Imagine. You’re talking on your mobile phone…

Your network provider has a series of cell towers. When you make a call, which tower should your mobile phone connect to?

If all things are equal, the closest tower!

But how do you know what is the closest tower? It turns out that the answer lies in your **Voronoi diagram**.

### How to Interpret a Voronoi Diagram and Thiessen Polygons

Let’s plot out a set of control points on a map. Each point has a specific color.

For every other pixel on the image, the Thiessen polygon takes the color of the nearest control point.

In other words, when you take a point in any given Thiessen polygon, it indicates that it’s closer to that generating point than to any other.

For example, if you walk in this Thiessen polygon of the Voronoi diagram, your mobile phone should connect to this tower highlighted in red.

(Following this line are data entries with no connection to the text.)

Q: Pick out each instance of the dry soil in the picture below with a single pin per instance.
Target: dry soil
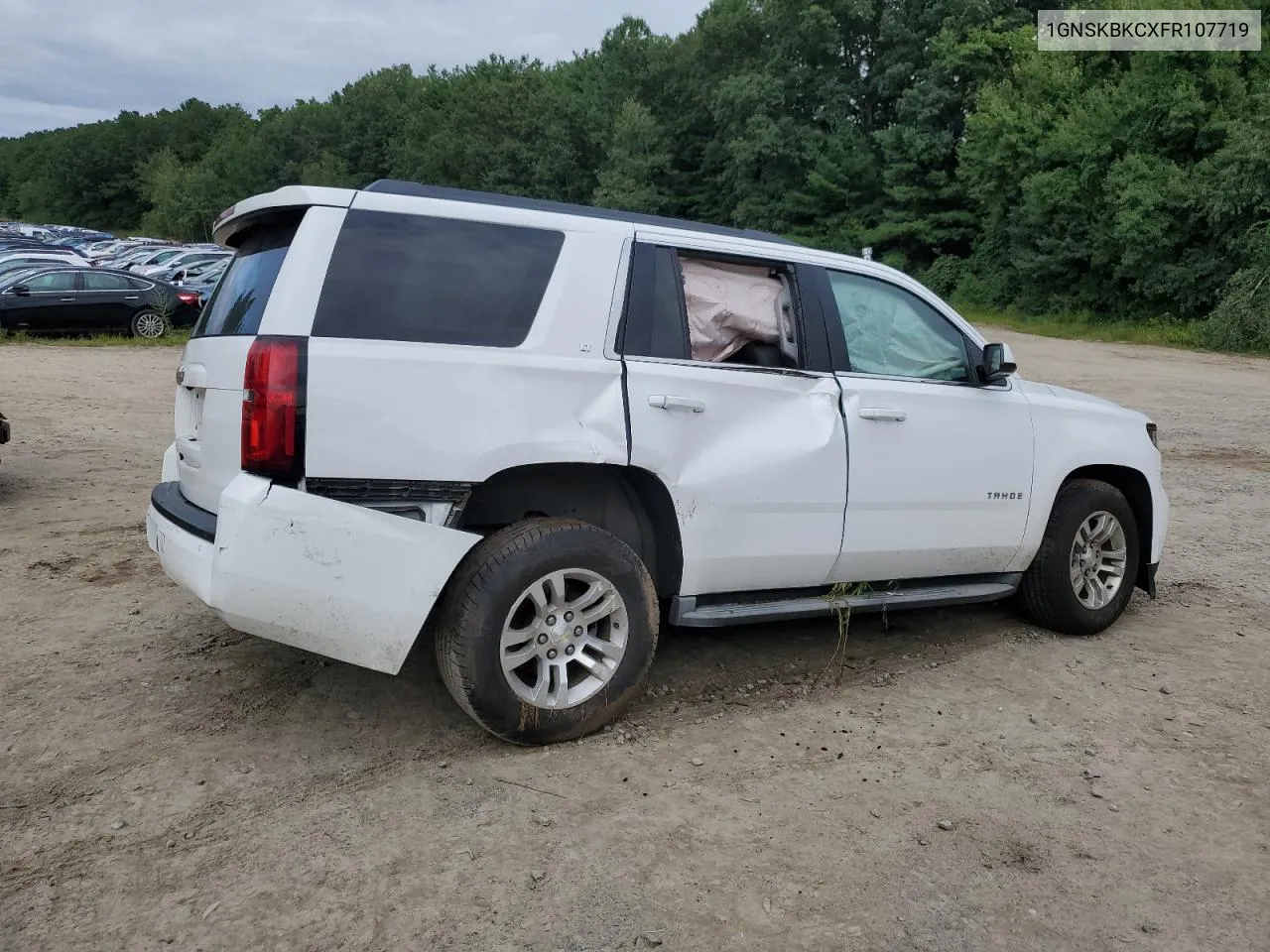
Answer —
(971, 783)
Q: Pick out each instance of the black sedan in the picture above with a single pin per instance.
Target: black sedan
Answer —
(60, 299)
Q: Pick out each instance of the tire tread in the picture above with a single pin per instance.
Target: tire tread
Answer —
(465, 589)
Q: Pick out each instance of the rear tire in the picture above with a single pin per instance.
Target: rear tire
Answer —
(150, 325)
(547, 631)
(1082, 576)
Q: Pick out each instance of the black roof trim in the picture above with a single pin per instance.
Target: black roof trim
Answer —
(391, 186)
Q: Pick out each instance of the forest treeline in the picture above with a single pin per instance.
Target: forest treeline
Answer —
(1116, 185)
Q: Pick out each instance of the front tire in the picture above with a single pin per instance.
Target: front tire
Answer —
(150, 325)
(547, 631)
(1082, 576)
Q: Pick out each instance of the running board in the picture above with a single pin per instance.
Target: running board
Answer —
(722, 611)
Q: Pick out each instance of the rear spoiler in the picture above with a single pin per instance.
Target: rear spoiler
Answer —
(238, 216)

This generating point is closest because the point is in this Thiessen polygon.

Likewise, when you walk over here, this is now the closest tower that it would likely connect to.

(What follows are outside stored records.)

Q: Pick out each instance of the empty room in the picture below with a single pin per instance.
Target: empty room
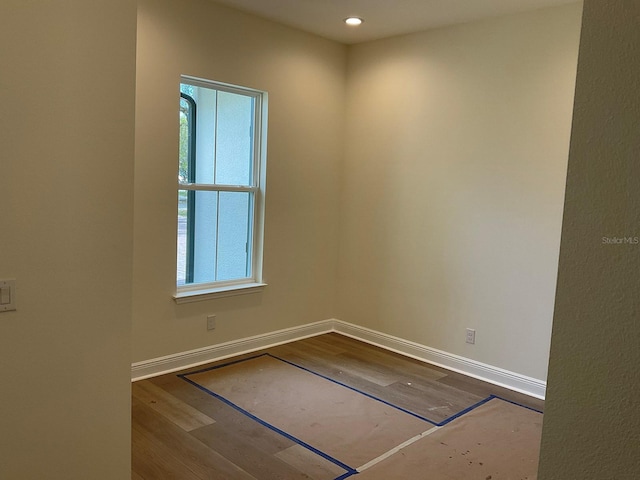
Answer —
(249, 240)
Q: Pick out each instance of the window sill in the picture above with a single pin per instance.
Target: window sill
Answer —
(191, 296)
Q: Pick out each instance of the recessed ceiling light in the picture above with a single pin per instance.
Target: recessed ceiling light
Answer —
(353, 21)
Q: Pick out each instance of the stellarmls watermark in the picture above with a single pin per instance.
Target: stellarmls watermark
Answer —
(620, 240)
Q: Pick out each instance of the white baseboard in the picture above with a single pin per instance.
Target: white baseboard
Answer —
(472, 368)
(488, 373)
(200, 356)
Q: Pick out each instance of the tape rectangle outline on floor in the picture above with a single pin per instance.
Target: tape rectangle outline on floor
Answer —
(349, 471)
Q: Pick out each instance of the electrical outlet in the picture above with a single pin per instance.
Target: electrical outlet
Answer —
(471, 336)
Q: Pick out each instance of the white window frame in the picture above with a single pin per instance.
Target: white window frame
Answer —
(204, 291)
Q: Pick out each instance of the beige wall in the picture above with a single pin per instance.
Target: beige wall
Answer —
(592, 424)
(453, 185)
(305, 78)
(66, 184)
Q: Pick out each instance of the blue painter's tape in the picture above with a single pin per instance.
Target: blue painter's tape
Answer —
(335, 461)
(373, 397)
(349, 471)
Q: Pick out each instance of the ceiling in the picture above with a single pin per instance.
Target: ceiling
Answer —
(382, 18)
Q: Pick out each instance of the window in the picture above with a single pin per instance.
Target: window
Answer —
(220, 188)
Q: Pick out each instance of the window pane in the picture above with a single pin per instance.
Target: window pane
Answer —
(234, 144)
(182, 236)
(205, 233)
(183, 154)
(233, 236)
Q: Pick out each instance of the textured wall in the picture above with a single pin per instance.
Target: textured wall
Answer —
(305, 78)
(67, 86)
(453, 185)
(592, 423)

As a result, this illustrates a cellular coverage map. When you add a point anywhere on the map (entirely up to you), that is which cell tower their call will be routed to.

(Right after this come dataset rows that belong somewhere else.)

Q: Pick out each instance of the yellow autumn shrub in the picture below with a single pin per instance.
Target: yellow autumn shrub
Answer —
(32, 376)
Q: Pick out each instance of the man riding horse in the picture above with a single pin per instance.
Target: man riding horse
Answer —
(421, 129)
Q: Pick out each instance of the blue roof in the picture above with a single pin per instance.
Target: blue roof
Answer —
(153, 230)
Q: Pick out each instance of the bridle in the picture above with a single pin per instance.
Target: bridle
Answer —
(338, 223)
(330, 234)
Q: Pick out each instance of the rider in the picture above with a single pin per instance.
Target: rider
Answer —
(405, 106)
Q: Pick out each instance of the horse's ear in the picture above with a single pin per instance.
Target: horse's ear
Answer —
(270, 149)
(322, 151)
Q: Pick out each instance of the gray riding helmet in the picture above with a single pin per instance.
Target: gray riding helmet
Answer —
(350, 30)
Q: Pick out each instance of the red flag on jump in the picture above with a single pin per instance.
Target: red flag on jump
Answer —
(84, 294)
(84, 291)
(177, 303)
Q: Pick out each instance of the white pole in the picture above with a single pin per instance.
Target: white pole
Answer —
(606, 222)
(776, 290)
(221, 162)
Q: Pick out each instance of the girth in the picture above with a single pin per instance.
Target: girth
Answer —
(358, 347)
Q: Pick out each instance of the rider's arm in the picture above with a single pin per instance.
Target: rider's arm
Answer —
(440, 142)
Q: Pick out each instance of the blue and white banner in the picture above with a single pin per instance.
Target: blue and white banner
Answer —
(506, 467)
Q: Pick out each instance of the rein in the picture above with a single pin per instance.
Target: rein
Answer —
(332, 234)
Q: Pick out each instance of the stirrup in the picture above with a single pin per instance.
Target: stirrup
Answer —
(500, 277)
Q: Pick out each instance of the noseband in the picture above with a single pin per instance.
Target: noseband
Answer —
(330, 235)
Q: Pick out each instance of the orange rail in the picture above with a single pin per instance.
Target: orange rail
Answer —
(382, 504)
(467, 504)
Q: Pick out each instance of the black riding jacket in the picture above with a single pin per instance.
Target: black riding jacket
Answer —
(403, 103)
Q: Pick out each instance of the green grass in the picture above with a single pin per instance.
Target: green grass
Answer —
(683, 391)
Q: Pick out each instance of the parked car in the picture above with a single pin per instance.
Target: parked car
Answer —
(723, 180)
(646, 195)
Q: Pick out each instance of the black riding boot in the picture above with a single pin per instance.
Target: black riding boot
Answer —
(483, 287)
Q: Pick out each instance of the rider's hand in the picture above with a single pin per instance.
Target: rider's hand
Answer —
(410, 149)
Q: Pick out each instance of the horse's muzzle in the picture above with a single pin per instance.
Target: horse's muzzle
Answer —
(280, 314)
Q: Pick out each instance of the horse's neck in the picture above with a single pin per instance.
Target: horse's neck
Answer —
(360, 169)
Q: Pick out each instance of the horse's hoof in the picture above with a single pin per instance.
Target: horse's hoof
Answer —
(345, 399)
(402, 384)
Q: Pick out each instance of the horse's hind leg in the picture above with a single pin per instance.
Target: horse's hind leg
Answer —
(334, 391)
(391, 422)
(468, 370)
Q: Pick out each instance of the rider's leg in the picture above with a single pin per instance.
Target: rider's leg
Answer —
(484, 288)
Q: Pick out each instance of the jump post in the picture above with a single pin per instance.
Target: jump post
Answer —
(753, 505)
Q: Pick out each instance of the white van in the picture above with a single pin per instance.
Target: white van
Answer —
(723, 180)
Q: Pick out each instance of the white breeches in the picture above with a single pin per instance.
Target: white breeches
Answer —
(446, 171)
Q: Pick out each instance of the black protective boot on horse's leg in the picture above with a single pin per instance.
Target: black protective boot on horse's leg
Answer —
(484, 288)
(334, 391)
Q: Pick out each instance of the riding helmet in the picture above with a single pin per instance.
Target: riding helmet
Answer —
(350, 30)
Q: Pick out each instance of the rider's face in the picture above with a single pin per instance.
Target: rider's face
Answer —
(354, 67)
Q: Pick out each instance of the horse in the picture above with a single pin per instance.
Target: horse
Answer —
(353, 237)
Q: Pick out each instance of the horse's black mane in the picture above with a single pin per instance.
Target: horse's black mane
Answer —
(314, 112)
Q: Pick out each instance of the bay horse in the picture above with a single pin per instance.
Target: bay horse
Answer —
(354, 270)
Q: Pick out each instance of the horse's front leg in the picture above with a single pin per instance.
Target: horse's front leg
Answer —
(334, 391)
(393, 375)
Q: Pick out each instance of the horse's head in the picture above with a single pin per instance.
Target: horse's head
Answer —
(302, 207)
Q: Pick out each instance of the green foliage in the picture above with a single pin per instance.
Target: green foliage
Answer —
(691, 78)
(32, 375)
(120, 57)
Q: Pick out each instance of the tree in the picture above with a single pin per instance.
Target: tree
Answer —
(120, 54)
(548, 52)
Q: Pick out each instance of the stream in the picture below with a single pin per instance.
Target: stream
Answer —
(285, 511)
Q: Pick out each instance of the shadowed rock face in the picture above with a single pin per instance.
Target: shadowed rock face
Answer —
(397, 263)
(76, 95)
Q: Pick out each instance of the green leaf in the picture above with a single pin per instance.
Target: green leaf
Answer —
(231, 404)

Pretty neat application of Voronoi Diagrams, don’t you think? Now, let’s create our own.

### Let’s Make Our Own Voronoi Diagram

Now that you have an intuitive understanding of how a Voronoi diagram can be used, let’s make our very own.

Here is the spatial distribution of airports in the United States:

In ArcGIS, select the **Analysis > Proximity > Create Thiessen Polygons** tool. After running the tool, here is the resulting Voronoi Diagram:

You can now see which airports are the most remote in the United States by the size of the Thiessen polygon.

Here is the World Airports Voronoi displaying how the airport on Easter Island (Mataveri Airport at 27°S, 109°W) is the most remote with the nearest airport about 2,600km away from it.

### Now, It’s Your Turn

Voronoi diagrams are not just pretty pictures. As noted, they help understand the proximity and distance of features.

Georgy Voronyi is the creator of the Voronoi Diagram.

Consequently, his diagram is now being used in study areas like biology, networking, and geoscience.

What are some interesting applications of Voronoi Diagrams that you know?

This is an example to illustrate a technique. It is for teaching purposes and not an optimal solution to any particular problem.

I understand why use it for cell towers. But why airports? If I would travel by car or public transport to “nearest” (fastest reached) airports wouldn´t quality and quantity of roads be very important parameter?